We saw a number of patterns emerge in the impact plots across the three CBSAs we examined. These tend to repeat themselves in other CBSAs. The difference is largely in degree and slope, as was the case in some of the comparisons we did above.

This suggests that whatever underlying factors, whether the lingering effects of redlining and predatory inclusion, prejudice against certain immigrant groups, or just ongoing systematic racism or individual racism in home buying decisions, they are common across different CBSAa in different areas. We encourage readers to further explore the results at this web page.

Conclusions

In the previous section we saw several ways in which the presence or absence of certain demographic groups impacted median home prices in different CBSAs. As we mentioned, we really only scratched the surface here. But we have run the same analysis very broadly. We have produced 1,500 impact charts using this methodology and published them on this web page.

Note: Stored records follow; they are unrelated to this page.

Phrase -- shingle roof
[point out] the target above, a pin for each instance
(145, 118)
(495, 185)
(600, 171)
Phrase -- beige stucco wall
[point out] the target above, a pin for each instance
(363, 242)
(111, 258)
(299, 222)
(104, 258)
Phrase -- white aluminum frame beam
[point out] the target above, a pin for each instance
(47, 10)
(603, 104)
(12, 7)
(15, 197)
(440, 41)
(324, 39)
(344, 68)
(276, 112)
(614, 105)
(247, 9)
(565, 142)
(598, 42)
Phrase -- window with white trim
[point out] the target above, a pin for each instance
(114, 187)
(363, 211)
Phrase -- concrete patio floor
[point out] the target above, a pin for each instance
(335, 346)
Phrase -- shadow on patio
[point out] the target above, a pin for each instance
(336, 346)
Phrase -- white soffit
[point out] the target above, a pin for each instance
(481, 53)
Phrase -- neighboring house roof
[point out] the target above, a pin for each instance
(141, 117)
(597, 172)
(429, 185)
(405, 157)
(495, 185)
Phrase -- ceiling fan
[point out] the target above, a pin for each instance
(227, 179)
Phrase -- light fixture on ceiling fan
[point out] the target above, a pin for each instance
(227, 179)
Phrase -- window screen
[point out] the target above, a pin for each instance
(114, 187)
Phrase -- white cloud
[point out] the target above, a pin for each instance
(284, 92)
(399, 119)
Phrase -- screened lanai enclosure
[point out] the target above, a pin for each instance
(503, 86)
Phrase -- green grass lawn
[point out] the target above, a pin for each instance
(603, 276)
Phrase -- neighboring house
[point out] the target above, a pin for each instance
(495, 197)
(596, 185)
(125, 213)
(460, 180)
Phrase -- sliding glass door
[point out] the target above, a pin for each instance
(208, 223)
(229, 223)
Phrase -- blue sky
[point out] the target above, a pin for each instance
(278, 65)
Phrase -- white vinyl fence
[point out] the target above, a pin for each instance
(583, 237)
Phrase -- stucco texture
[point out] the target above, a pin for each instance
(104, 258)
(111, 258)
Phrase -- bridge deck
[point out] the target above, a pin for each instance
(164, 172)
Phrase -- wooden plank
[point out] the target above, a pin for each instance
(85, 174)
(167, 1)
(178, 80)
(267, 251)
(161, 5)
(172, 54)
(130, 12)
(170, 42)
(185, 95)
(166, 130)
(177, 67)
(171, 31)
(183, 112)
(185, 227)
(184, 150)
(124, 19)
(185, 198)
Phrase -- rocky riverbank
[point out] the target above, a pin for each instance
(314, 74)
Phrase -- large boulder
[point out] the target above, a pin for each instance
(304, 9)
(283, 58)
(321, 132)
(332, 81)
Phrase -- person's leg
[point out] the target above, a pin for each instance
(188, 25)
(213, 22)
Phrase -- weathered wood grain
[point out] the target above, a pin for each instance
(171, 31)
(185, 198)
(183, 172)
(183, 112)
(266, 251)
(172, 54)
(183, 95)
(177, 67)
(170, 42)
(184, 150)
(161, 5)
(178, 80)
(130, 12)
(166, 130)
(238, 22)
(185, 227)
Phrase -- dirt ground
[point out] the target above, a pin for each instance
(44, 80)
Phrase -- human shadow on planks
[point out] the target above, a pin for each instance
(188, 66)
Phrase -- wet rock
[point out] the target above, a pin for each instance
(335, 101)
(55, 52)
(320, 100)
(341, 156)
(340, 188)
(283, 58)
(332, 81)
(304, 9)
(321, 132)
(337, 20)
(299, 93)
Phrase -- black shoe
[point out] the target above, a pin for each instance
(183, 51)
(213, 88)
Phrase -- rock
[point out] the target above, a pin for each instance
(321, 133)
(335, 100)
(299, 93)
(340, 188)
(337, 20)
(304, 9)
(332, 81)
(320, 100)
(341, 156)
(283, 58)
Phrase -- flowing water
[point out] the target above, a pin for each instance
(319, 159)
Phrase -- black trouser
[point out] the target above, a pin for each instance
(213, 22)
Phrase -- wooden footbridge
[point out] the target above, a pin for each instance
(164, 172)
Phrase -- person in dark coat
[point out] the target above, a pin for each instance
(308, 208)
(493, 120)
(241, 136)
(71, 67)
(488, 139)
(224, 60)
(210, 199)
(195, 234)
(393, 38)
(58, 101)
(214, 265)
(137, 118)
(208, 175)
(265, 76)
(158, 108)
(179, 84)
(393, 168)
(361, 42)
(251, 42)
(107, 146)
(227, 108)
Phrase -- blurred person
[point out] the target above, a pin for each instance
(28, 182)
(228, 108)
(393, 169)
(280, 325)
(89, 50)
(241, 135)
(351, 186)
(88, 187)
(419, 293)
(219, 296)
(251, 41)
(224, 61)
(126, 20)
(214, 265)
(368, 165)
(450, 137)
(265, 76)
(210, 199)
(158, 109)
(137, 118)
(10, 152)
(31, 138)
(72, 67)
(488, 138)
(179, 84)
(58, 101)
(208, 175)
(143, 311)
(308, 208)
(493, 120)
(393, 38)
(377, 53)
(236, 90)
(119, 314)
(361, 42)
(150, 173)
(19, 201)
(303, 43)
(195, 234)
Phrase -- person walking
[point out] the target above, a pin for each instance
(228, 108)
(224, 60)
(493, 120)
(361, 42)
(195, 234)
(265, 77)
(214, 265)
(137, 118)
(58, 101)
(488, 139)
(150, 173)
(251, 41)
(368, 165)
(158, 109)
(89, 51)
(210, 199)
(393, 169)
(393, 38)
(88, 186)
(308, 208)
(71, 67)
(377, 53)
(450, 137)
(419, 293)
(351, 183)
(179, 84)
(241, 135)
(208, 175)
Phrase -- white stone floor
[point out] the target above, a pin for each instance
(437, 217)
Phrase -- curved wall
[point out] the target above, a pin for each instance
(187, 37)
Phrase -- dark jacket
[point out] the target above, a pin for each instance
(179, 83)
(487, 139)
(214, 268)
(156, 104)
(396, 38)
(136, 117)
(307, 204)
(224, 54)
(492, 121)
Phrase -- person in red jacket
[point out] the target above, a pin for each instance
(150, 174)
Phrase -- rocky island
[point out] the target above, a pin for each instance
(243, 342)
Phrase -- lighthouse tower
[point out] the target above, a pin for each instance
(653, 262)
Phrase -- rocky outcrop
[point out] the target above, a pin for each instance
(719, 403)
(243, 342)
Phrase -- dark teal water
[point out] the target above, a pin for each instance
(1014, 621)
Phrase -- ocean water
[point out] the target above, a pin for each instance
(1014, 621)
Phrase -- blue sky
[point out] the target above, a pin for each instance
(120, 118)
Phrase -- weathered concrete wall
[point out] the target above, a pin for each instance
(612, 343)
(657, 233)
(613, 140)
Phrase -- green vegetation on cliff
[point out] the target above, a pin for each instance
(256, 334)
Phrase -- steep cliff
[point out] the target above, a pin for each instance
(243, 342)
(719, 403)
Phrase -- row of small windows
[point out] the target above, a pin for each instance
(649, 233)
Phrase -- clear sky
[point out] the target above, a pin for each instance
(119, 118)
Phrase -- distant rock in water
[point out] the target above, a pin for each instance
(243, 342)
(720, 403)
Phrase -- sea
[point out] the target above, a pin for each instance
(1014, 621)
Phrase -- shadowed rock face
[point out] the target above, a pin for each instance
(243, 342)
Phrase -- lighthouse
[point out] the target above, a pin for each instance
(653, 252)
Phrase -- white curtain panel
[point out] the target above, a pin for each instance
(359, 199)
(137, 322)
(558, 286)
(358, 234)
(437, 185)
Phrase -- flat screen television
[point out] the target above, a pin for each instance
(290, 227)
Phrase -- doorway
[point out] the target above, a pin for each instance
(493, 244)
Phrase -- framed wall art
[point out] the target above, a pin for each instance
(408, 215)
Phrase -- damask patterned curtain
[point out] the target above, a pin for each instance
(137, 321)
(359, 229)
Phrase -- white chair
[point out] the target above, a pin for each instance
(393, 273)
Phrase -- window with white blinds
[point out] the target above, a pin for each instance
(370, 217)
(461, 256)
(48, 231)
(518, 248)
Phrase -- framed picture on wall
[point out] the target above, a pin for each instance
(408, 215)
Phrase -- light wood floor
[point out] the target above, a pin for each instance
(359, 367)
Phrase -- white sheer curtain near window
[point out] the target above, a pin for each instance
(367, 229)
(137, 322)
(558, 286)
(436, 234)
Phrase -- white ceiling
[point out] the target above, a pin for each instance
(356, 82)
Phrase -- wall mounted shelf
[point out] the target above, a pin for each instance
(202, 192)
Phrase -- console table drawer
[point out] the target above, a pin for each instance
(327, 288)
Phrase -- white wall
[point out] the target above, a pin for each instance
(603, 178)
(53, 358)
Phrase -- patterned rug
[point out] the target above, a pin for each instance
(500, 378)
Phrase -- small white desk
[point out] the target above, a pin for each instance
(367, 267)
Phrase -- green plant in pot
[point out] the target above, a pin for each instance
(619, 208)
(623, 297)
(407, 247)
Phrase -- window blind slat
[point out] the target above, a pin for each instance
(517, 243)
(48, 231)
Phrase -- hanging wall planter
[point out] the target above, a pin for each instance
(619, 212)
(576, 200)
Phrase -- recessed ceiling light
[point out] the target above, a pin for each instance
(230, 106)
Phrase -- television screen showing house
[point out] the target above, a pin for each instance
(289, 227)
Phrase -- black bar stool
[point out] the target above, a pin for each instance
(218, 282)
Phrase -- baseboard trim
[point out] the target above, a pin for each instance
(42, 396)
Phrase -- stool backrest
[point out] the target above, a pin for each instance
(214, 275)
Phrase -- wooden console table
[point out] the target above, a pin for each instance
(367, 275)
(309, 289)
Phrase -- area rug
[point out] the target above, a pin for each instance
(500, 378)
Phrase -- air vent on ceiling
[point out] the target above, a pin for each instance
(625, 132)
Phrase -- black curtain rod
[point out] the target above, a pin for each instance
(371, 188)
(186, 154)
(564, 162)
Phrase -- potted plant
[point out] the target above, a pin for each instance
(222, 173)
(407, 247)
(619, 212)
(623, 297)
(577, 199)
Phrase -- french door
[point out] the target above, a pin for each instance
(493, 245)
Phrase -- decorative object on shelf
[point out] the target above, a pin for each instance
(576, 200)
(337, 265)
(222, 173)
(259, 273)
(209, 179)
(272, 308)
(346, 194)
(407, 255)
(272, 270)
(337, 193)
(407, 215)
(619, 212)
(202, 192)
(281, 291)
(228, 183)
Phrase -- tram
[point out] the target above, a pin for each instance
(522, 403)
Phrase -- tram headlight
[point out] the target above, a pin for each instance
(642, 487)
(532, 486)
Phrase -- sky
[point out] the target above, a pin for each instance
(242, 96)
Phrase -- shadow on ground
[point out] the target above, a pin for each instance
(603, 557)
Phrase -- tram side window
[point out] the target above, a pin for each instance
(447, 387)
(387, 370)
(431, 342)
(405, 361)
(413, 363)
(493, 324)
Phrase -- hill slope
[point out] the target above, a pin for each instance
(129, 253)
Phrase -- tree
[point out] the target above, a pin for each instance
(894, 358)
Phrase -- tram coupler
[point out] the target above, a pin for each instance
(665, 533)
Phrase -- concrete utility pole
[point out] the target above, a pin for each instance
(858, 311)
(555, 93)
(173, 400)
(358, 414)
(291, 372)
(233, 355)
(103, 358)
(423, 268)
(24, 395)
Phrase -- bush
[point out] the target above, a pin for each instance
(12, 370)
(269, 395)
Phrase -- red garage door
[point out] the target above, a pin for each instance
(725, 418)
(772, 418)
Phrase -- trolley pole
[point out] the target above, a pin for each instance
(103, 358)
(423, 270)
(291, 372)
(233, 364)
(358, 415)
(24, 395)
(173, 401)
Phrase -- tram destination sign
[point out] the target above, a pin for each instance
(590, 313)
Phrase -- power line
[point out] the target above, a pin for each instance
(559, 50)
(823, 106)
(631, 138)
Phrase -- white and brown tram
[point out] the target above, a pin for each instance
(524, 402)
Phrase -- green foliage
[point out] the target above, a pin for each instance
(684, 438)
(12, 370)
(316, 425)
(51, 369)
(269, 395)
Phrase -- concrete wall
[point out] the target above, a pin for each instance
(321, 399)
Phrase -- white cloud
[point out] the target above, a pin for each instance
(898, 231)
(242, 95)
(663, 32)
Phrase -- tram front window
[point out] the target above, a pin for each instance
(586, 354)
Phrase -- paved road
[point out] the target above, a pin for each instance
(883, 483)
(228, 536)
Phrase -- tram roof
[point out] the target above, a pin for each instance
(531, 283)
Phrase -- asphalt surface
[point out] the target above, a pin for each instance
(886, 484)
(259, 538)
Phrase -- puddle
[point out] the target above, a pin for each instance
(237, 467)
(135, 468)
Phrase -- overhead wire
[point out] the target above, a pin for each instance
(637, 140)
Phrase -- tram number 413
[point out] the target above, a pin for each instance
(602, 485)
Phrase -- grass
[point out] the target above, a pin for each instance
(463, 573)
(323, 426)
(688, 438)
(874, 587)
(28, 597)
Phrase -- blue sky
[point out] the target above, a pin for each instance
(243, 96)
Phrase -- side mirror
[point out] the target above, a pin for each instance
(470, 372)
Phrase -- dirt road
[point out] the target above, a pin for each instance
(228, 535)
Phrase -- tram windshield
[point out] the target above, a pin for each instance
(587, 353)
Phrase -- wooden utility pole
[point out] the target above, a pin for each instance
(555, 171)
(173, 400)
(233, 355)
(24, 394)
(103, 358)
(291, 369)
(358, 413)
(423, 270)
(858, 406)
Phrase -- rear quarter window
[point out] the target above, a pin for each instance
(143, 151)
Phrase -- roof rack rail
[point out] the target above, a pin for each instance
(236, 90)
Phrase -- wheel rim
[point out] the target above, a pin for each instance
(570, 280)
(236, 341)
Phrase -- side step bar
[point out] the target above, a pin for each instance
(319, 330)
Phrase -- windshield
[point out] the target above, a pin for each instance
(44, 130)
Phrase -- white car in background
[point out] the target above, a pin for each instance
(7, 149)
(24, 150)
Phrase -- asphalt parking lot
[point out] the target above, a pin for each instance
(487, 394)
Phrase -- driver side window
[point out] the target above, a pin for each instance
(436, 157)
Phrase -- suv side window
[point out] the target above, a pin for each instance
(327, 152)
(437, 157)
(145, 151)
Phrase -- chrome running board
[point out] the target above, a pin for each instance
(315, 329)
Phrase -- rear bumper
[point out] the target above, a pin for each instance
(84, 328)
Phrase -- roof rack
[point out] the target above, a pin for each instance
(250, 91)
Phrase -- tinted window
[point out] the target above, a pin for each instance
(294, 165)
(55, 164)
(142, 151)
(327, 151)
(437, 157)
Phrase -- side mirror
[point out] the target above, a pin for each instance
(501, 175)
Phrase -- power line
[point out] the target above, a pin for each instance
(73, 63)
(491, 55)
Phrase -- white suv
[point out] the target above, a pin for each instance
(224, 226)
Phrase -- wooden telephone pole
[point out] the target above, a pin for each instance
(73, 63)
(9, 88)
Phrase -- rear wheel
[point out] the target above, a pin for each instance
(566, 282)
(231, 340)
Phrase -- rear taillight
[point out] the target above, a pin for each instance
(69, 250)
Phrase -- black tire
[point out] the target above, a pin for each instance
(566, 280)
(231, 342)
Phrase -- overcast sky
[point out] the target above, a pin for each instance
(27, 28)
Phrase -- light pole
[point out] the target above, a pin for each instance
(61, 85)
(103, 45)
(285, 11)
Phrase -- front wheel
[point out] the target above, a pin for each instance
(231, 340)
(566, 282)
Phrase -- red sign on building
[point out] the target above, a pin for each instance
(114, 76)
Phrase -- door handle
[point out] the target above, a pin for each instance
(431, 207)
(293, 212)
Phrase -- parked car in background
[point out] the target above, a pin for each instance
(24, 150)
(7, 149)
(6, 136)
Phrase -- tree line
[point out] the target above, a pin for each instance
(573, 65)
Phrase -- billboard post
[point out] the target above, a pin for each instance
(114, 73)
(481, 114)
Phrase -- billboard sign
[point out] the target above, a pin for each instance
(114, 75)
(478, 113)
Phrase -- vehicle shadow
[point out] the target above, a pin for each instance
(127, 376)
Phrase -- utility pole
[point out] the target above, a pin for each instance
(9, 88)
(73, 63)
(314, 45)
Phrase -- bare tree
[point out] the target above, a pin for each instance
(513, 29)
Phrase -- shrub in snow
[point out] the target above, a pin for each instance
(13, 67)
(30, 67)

Behind these charts are stories of hundreds of communities waiting to be told.

But even though we only looked at a small number of cases, a higher level conclusion started to emerge. The conclusion is that by fitting ML models and using ML interpretability techniques like SHAP, we can gain insight into the impact of racial and ethnic demographics on home values in ways that we would not have been able to, and that we haven’t seen other examples of, using regression analysis alone. In this case, we took Taylor’s qualitative conclusion and quantified it. We saw that while the details vary from CBSA to CBSA, there are recurring patterns, like the impact of whiteness and the extreme lack of non-whiteness on housing values.

We strongly believe that we have only taken the first few steps of a long journey here. We are confident this approach can be applied to many other data sets where regression analysis has been attempted in the past. In the U.S. Census data alone there are hundreds of other variables we could look at. We also believe that more advanced ML approaches, beyond the techniques and optimization methods we used here, that even more insights can be obtained.

Code and Data

All of the code we used to gather data, create features, fit models, optimize hyperparameters, interpret model predictions, and generate visualizations is contained in the open source software package that was once called rihmodel but is now called rihdata. To see the version of the code we used in this work, before impact charts were moved into their own library. see the tag PRE_IMPACTCHART_LIBRARY. The raw data itself we load from the U.S. Census API using the censusdis package. We encourage readers who are so inclined to examine our code and we welcome questions or comments.